I was surprised, so of course I had to ask (trying to give up my bias), "And why do you want to do it that way? What would you say are the benefits?"
I loved Sunny's response. Without a hint of defensiveness, she replied, "The way my parents raised me taught me independence. Even as a child, I knew that I could take care of myself, that I didn't need them--this was a great gift that they gave me." She also explained that while her parents didn't put an emphasis on closeness, they were not neglectful. "To them, being a good parent was about being responsible, following through on your duty." She spoke of them with consistent admiration.
I asked her if she felt like her parents loved her. She said that the first time she really felt their love, was last year when she was new in the U.S. and was in a situation of desperation. "I just asked for their help, and they were so generous--I couldn't believe it."
I thought of an episode of Glee I had seen in which an student begs his father to accept his choice to become a professional dancer. The student expresses a longing for his father's approval and love. He suddenly becomes aware of his father's disconnectedness, and finds it tragic. Maybe this kind of conflict only makes sense because it's in a mixed Eastern/Western context, an Asian-American student and his first-generation immigrant father.
The last time I blogged on Asian child-rearing was when I described a book club response to Adeline Yeh Mah's, Falling Leaves: The Memoir of an Unwanted Chinese Daughter. The book is the story of a Chinese woman who suffers life-long disconnection and rejection from her step-mother. Just as in the television example above, the author sees her conflict from a Western perspective, as a woman who was raised in China, but received her higher education in England, and chooses to adopt Western ways of thinking.
I remember reading a translation of an old Chinese play in a college world literature class, The Peach Blossom Fan written in the 1600s. It's about a couple in love who were married, and then tragically separated from each other for several years. Day after day they pine for each other. Then, finally, fate sees fit to bring them near each other, and just as they are about to be reunited, a Daoist teacher encourages them to give up their passion, forgo the union, and go their separate ways, to live lives of meditation and moderation. Surprisingly, they do exactly as he advises. In class, my professor laughed at our response, explaining that Americans usually find the story appalling or confusing, while to the intended audience, the ending is very satisfying, because to them it would be clear from the beginning that the conflict that needed to be resolved was not the lovers' separation, but their childish response to the separation, their reckless emotional state. (This reminds me of the contrast between how I used to read Romeo and Juliet, and how I read it now.
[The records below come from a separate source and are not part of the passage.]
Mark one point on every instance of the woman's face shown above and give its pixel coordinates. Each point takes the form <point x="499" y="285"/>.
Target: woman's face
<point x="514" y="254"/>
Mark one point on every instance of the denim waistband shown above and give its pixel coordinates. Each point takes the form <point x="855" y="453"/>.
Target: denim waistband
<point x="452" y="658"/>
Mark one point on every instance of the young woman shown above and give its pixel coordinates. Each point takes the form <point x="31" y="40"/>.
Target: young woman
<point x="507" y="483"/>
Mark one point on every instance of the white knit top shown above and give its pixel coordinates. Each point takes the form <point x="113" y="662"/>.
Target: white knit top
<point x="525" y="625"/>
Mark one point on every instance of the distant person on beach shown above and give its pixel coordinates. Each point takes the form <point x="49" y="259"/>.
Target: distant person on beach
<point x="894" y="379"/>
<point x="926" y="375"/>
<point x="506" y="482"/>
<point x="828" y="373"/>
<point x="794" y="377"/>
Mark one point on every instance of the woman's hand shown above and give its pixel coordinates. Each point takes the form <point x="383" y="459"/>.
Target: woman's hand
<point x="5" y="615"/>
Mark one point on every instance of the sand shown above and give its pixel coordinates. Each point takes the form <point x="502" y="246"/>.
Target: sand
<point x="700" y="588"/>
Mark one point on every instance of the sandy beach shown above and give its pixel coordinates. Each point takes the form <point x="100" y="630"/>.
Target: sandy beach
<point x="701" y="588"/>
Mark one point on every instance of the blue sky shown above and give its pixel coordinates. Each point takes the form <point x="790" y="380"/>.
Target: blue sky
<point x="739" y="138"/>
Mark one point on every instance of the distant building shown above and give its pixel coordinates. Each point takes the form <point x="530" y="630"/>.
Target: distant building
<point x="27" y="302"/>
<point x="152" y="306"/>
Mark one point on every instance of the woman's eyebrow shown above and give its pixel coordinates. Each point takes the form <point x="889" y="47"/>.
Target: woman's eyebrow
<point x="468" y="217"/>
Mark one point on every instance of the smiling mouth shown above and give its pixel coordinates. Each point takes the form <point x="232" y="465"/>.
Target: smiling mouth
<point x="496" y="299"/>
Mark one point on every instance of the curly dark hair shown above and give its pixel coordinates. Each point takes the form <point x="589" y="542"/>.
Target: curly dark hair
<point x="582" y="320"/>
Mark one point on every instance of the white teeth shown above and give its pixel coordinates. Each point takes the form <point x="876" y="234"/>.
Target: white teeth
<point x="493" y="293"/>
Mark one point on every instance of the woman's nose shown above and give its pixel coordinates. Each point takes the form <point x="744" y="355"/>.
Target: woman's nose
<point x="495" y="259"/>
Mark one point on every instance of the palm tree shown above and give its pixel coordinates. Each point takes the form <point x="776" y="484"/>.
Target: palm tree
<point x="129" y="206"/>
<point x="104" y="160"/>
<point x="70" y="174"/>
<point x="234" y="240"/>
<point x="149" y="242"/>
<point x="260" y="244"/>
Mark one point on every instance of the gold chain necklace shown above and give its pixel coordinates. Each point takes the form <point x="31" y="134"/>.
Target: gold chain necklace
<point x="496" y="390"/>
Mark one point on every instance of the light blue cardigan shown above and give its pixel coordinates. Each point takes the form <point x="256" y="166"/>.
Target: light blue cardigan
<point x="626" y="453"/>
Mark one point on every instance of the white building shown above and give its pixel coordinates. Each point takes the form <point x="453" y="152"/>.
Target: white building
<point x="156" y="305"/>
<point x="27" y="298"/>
When I was young, it was a poignant story about love so true that without the one you love, life is not worth living. But now I see it as a cautionary tale about what happens when teens get too carried away with infatuation.)
The point is, your own culture's values are not as universal as you think. Most Americans and other Westerners are in constant search of deep emotional connectivity, affection, and individuality. People of other cultures live life with completely different objectives.